When my mom called this morning and said that Aunt Loyza passed away last night, I was slightly surprised (or at least as much so as you can be considering that she was nearly 93 years old). I knew that she hadn't been feeling great for a couple of months but the last I had heard, she was doing better. She was a fighter and I thought my spunky great-great aunt would live "forever." At the very least, I thought she would surpass the "record" set my great-grandpa, who lived to be 93 years and about four months.
Aunt Loyza was my great-grandpa's little sister. I guess you could say she was little in more ways than one. Not only was she one day shy of being 15 years younger, but I'd guess I had bypassed her in height by the 4th grade. She more than made up for her lack of stature with her big personality and even bigger heart. With my great-grandpa gone since 1998, she was the last remaining sibling of that generation.
I know that when people reach their 80s and 90s that they're often prepared and ready to move on. I know that everyone who knew and loved Aunt Loyza can take comfort in the fact that she's now happily reunited with her husband, parents, siblings and countless other friends and relatives. I know that Aunt Loyza will be forever missed but never forgotten.
In memory of Aunt Loyza, I'd like to share a few memories.
- My earliest recollection of Aunt Loyza consists of her reading books to me. This may seem like an ordinary event in every child's life but Aunt Loyza had a special way of reading that made the experience unique. She read me the book backwards. Throughout my childhood, the running gag would be that we would sign cards to each other by writing our names backwards. I became Ybba and she was Azyol Tnua.
- When I was in elementary school, I visited Aunt Loyza at her house with my grandparents. I don't remember what the visit was specifically about but I do remember it being a dewy morning and I remember sifting flour. At the time, I had no idea what a sifter was (not sure I even know now). Wish I could piece together the pieces of this memory better.
- In recent years, I've gotten to know Aunt Loyza better and I'm so thankful for that. When I lived in Seattle, I joined her at several Williams Family Picnics. It was always a blast to see what kind of tricks she had up her sleeve and the gifts, such as the bright blue leg warmers below, were always worth a laugh.

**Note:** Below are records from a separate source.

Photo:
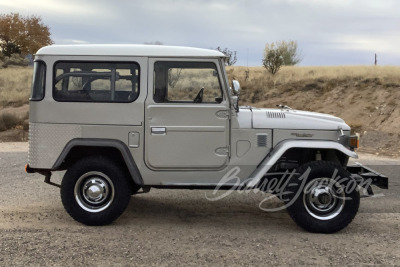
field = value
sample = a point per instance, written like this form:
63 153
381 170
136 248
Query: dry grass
15 85
293 74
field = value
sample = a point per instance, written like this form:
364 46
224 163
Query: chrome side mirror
235 98
236 87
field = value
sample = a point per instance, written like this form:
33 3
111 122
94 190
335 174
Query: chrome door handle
158 130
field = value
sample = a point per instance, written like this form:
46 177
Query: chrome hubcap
94 191
324 198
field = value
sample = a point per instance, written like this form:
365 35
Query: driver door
186 115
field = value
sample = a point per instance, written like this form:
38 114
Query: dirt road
181 227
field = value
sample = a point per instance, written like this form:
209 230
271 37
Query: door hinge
223 114
223 151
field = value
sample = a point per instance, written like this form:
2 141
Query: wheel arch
82 147
280 149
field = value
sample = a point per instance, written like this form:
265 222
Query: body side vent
262 140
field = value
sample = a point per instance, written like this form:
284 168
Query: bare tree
277 54
22 35
273 60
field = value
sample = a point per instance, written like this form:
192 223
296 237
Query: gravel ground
181 227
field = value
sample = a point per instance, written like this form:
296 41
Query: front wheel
94 191
323 197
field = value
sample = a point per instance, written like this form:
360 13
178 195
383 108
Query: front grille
262 140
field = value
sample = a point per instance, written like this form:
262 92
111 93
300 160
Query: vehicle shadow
193 208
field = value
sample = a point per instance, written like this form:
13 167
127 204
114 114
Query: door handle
158 130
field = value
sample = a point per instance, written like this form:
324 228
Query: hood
294 119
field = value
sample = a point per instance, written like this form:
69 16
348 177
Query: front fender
284 146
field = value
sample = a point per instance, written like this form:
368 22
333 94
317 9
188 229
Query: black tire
326 200
95 191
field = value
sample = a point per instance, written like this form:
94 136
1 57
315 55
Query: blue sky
340 32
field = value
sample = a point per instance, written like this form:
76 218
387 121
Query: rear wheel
324 198
94 191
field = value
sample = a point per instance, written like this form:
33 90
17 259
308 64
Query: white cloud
321 27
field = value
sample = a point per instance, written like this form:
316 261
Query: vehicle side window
96 82
38 82
187 82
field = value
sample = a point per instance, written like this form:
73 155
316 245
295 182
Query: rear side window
96 82
38 81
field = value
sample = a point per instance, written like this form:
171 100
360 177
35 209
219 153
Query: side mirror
235 98
236 87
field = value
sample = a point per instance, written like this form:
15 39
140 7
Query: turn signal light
354 141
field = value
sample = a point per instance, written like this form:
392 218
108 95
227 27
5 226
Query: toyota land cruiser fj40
121 119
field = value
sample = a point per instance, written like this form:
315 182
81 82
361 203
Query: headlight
354 141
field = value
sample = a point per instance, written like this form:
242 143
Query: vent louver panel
275 115
262 140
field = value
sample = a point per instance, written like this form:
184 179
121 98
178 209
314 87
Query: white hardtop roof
127 50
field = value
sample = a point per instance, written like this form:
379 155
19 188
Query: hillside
367 98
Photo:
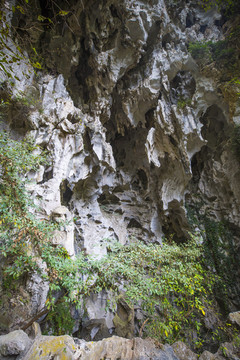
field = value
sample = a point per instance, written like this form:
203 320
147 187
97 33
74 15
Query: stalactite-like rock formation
136 131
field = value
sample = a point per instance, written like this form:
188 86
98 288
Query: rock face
17 346
126 155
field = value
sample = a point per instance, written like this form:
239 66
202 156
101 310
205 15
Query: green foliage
169 281
235 140
220 254
229 7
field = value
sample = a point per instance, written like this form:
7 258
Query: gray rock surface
13 344
126 158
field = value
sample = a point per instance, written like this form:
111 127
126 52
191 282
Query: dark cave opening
65 193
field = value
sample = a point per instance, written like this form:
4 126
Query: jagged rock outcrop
18 346
126 155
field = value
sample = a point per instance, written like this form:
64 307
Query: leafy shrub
170 281
236 141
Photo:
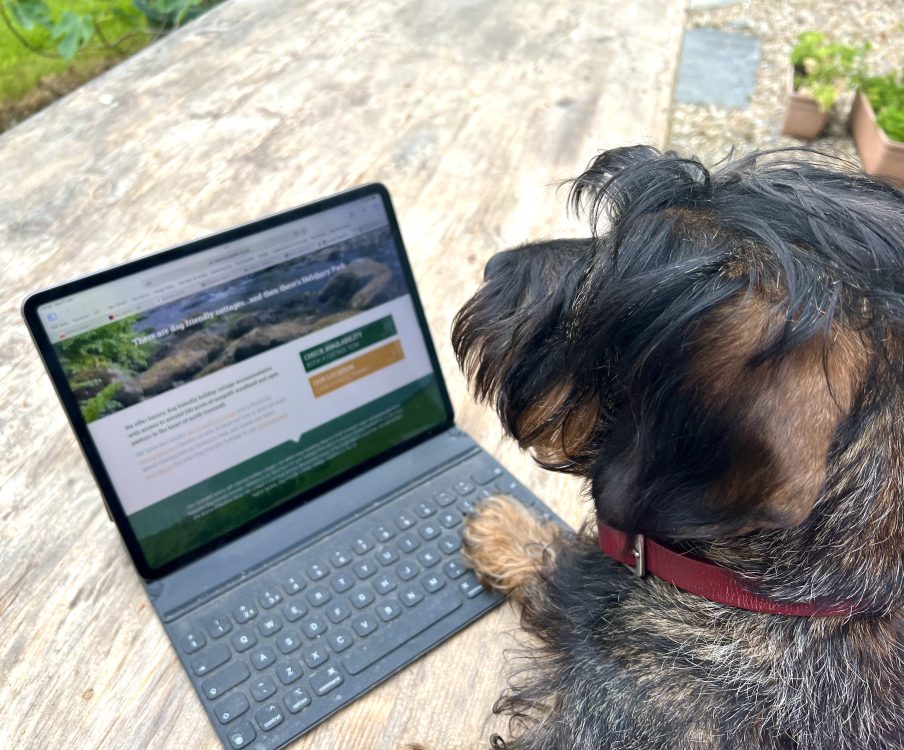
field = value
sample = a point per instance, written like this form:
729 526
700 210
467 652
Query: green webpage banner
226 501
348 343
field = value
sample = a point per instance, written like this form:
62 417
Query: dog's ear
743 441
512 342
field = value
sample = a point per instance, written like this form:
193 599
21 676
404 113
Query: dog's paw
507 545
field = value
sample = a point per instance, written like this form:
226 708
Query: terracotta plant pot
803 117
881 156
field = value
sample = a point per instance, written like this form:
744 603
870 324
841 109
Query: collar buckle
638 549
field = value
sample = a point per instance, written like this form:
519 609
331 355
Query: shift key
401 631
224 680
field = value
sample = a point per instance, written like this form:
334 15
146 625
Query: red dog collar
706 579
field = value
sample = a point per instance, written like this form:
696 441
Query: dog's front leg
508 546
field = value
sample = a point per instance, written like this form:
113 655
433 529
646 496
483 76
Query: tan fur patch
785 415
554 430
507 545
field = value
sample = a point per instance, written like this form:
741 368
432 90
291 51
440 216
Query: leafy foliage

|July 2006: Williams' Family Picnic|
|July 2008: Williams' Family Picnic|
|July 2009: Williams' Family Picnic|
|July 2010: Williams' Family Picnic|
|July 2010: Williams' Family Picnic with all our goodies.|
|July 2010: Something must've been funny!|
- After I moved to San Diego, I stopped by to see her on my visits home. In the past year, I saw her both on my summer and Christmas trips and I'm incredibly happy that I made these visits a priority. As a huge history lover, I enjoyed listening to her stories of childhood during the Great Depression, working during World War II and more. You just never knew what would come out of her mouth next and she always had us laughing, often with a twinkle in her eye that let you know that she was in on the joke.
- Last summer, I visited on a rare warm Seattle day but Aunt Loyza was chilly and had kept a fire burning all day in her living room. Being a true San Diegan now, I found the 75-degree day to be slightly cool too and I didn't mind the additional heat.
|July 2012: Visiting in the summer heat.|
- This past Christmas, my family stopped by to visit Aunt Loyza en route to Christmas Eve at my grandparent's house in Lake Stevens. While the visit was short, I'm so happy to have seen her one more time.